For Tier-2 ambassadors

Making an article SEO-rich

The topics for Tier-2 are already SEO-optimized and selected with the help of Pontem’s SEO and marketing team. But we want the Tier-2 ambassadors to step up their game and make the articles as SEO-friendly as possible with keywords and meta descriptions.

Meta description

Each article should have a meta description, no more than 160 characters long. This is the description that can be displayed in Google Search results:

Keywords

Aim for 1-3% of keywords in the text, including the title. In an article of 1000 words SEO keyphrases and keywords should account for at least 10-30 words.

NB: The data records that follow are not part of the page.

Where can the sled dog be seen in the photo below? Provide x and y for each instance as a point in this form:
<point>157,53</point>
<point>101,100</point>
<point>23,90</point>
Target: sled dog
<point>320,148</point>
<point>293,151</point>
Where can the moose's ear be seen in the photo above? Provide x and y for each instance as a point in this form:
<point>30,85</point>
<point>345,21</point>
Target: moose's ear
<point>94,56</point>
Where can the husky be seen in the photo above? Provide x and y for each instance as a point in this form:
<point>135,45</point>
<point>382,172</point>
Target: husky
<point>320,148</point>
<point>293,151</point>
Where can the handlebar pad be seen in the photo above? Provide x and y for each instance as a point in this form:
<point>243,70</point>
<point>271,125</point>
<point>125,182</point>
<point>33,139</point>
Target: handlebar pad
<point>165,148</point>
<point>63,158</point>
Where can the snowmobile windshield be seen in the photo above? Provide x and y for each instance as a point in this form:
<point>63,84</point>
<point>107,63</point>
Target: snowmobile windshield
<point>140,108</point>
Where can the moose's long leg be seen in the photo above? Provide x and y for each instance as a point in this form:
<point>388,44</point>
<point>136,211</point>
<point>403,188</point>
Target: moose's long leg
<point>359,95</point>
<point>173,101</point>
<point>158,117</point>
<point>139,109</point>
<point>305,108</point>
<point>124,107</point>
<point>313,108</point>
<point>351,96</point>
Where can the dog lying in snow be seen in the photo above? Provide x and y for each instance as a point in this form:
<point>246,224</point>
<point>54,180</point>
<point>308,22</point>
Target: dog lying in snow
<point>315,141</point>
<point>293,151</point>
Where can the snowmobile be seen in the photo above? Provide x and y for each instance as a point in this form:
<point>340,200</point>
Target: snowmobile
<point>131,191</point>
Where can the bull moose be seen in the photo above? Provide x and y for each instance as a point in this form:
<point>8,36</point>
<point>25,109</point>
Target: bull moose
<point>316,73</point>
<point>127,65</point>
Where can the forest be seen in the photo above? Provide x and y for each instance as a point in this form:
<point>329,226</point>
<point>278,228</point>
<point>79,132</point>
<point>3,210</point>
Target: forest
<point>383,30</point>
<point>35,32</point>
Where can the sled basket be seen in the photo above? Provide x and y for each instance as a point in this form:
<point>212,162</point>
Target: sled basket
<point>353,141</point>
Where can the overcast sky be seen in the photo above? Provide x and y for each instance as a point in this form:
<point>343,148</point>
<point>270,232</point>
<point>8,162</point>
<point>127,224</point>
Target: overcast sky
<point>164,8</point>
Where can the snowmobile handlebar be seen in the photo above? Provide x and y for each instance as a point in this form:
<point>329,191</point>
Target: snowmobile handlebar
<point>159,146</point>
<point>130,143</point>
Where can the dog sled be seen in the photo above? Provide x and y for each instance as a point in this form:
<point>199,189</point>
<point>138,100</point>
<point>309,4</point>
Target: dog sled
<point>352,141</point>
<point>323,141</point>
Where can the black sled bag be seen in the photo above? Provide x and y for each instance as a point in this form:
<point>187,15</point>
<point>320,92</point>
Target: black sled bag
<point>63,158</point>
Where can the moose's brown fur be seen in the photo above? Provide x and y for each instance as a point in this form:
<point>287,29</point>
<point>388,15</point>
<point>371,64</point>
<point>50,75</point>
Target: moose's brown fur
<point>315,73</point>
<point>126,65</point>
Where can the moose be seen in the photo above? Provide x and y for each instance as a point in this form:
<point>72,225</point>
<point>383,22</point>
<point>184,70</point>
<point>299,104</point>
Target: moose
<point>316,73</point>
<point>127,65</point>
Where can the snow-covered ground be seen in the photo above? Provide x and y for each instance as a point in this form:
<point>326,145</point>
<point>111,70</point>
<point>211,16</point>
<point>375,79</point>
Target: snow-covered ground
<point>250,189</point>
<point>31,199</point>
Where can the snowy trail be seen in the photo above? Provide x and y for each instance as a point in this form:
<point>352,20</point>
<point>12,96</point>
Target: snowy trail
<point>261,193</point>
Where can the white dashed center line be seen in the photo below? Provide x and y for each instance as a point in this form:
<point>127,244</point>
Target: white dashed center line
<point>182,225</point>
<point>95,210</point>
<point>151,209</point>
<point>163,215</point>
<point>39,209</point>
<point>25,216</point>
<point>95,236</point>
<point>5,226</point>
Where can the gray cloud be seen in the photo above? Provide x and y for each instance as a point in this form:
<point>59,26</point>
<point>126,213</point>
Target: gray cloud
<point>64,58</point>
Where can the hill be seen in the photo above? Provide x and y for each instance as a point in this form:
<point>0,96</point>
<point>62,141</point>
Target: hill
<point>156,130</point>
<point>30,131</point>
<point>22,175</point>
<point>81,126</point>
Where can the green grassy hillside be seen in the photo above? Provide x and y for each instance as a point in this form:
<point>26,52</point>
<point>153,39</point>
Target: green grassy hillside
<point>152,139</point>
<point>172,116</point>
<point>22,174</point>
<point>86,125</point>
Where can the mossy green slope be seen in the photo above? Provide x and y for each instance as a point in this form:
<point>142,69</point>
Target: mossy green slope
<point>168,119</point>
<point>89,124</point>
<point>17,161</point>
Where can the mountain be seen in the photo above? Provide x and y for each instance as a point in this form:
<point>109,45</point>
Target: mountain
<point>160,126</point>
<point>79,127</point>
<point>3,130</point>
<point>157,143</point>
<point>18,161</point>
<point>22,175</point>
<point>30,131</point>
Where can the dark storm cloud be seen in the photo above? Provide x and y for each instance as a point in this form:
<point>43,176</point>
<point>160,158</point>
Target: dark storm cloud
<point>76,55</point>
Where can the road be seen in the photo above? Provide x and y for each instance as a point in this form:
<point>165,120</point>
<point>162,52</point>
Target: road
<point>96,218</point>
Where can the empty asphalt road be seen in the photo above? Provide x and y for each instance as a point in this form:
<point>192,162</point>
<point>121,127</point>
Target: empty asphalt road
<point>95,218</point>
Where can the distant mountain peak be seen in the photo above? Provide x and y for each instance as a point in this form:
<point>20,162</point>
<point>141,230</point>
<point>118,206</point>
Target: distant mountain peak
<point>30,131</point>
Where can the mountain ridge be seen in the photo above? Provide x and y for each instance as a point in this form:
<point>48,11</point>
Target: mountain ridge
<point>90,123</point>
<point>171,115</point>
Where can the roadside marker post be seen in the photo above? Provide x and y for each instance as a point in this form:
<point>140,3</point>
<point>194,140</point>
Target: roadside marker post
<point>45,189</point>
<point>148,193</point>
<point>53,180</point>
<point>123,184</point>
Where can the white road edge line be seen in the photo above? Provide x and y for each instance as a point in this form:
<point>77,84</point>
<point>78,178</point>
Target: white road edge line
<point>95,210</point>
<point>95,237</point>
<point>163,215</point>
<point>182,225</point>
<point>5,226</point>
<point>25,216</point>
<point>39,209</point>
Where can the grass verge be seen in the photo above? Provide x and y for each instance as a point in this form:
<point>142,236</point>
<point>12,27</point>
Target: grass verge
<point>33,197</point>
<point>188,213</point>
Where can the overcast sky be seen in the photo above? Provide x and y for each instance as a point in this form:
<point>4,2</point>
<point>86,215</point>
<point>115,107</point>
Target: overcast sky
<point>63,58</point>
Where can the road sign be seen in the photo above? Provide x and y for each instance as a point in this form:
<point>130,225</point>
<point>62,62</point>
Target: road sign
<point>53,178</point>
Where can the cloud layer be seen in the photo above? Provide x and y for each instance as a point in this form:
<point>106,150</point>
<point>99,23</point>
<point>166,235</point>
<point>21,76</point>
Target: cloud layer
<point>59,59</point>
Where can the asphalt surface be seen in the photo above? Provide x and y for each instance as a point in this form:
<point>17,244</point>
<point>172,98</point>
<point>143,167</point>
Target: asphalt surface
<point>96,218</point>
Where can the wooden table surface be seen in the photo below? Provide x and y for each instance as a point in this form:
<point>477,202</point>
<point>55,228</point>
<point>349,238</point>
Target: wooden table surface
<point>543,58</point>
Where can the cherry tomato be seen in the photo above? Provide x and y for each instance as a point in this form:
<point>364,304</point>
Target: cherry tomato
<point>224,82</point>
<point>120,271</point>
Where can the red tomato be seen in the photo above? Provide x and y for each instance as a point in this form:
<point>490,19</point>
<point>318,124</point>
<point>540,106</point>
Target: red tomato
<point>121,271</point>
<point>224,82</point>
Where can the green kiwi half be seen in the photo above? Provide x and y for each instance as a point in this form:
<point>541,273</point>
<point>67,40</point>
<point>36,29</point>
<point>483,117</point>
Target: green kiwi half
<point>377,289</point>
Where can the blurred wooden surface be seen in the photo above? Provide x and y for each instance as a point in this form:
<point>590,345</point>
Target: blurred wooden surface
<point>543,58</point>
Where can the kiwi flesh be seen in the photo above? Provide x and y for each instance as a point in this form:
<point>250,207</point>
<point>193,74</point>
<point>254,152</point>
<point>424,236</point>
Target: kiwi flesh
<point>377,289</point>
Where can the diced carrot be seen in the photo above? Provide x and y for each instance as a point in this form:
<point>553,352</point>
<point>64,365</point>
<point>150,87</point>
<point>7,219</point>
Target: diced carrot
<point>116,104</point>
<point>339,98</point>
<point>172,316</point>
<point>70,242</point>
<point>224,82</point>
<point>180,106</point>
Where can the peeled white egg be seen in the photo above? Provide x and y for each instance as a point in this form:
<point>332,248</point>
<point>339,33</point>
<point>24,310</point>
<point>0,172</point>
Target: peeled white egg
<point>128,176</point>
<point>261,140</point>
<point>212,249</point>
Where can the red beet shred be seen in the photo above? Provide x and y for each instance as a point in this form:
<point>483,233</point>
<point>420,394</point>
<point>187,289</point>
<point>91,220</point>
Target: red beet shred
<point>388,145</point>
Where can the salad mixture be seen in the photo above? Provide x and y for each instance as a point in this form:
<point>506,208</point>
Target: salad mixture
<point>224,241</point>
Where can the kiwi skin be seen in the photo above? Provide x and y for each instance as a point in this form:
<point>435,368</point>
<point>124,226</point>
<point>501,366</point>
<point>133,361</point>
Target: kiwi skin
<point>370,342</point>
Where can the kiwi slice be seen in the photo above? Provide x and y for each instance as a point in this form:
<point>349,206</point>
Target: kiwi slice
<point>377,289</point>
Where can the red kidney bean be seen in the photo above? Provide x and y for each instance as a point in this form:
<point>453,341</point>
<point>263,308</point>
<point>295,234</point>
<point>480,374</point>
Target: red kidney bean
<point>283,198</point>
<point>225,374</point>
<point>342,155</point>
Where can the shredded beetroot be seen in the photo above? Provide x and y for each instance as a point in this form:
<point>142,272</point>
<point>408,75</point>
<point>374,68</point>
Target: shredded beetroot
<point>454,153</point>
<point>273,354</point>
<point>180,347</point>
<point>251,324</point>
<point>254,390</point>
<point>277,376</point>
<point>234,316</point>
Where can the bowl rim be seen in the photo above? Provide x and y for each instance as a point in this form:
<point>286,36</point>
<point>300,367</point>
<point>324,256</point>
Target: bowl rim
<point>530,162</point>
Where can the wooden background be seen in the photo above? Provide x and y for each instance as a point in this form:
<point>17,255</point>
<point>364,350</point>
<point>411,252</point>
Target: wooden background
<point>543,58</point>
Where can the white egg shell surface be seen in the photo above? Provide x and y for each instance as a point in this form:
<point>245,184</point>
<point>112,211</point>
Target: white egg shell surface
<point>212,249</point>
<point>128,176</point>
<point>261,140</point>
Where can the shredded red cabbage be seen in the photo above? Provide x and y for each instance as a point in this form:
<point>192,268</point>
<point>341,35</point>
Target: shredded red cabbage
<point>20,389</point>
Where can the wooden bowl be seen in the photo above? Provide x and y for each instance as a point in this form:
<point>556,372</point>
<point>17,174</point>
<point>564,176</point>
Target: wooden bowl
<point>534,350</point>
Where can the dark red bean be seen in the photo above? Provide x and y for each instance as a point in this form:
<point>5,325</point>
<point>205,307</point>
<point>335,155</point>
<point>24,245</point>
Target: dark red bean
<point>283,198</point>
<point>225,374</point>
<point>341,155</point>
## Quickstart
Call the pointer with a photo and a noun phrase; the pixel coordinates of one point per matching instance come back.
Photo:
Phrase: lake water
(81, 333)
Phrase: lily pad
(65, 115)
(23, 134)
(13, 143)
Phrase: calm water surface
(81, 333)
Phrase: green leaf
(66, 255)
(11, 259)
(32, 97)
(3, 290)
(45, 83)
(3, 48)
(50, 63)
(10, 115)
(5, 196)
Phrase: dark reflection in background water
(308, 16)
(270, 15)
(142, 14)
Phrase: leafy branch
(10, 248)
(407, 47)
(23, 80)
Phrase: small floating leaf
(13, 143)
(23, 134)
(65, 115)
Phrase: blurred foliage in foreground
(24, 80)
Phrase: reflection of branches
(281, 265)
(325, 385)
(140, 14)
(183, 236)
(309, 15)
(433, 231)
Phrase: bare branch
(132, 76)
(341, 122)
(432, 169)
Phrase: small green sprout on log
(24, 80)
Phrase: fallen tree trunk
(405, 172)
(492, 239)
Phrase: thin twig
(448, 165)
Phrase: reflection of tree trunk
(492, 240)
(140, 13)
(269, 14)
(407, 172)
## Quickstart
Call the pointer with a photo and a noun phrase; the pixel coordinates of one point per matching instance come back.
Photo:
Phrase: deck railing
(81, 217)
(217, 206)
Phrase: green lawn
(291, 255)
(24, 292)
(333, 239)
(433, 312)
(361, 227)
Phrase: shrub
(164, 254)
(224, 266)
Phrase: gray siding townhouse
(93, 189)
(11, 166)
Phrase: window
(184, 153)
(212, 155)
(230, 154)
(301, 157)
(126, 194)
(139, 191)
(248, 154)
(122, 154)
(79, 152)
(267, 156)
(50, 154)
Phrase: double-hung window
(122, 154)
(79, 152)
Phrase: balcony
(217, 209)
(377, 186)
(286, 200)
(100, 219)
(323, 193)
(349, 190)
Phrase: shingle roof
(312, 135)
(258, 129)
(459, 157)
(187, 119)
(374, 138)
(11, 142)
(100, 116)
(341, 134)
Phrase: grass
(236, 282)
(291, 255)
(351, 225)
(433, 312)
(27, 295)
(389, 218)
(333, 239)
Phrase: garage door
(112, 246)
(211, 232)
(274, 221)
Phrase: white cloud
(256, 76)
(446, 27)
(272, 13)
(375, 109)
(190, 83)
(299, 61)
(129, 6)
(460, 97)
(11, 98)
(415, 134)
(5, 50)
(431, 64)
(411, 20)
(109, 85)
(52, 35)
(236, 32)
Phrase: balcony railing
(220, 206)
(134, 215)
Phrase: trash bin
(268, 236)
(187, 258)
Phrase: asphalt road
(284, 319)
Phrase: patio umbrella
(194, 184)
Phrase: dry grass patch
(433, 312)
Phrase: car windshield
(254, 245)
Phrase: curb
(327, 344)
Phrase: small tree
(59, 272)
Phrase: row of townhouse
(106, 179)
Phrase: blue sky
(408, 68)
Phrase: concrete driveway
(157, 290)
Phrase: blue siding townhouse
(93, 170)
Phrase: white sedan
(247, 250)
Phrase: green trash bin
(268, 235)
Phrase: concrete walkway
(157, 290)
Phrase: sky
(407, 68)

Highlight the keyphrases in yellow.

Initially, your score won’t suffer if you don’t do SEO keyword research, but you can increase the score if you do it.

You can use any of the keyphrases from the table below. You don’t have to use them exactly as written - add articles and prepositions as needed. For example, the keyphrase ‘‘decentralized exchange crypto’ can appear as ‘the best decentralized exchange in the crypto industry’.

Advanced: article-specific keywords

If you want your score to go up even more, find and use some relevant keywords for your article topic. Use a free keyword research tool like https://www.wordstream.com/keywords or https://ahrefs.com/keyword-generator. Plug in your topic (such as ‘Solana DEX’ or ‘NFT on Polygon’), run the search, then pick some of the resulting keywords and keyphrases. Use them in the article natively.

Another great SEO tool is Google's People Also Ask. Google the subject of your article and check the section ‘People also ask’ in the results – it will give you hints on the keyphrases you can use and the questions you should answer in the article.

Congratulations! If you’ve managed to read this guide to the end and understand everything, you have the potential to become a good Tier-2 content creator. Now please put in the effort - and it will be rewarded!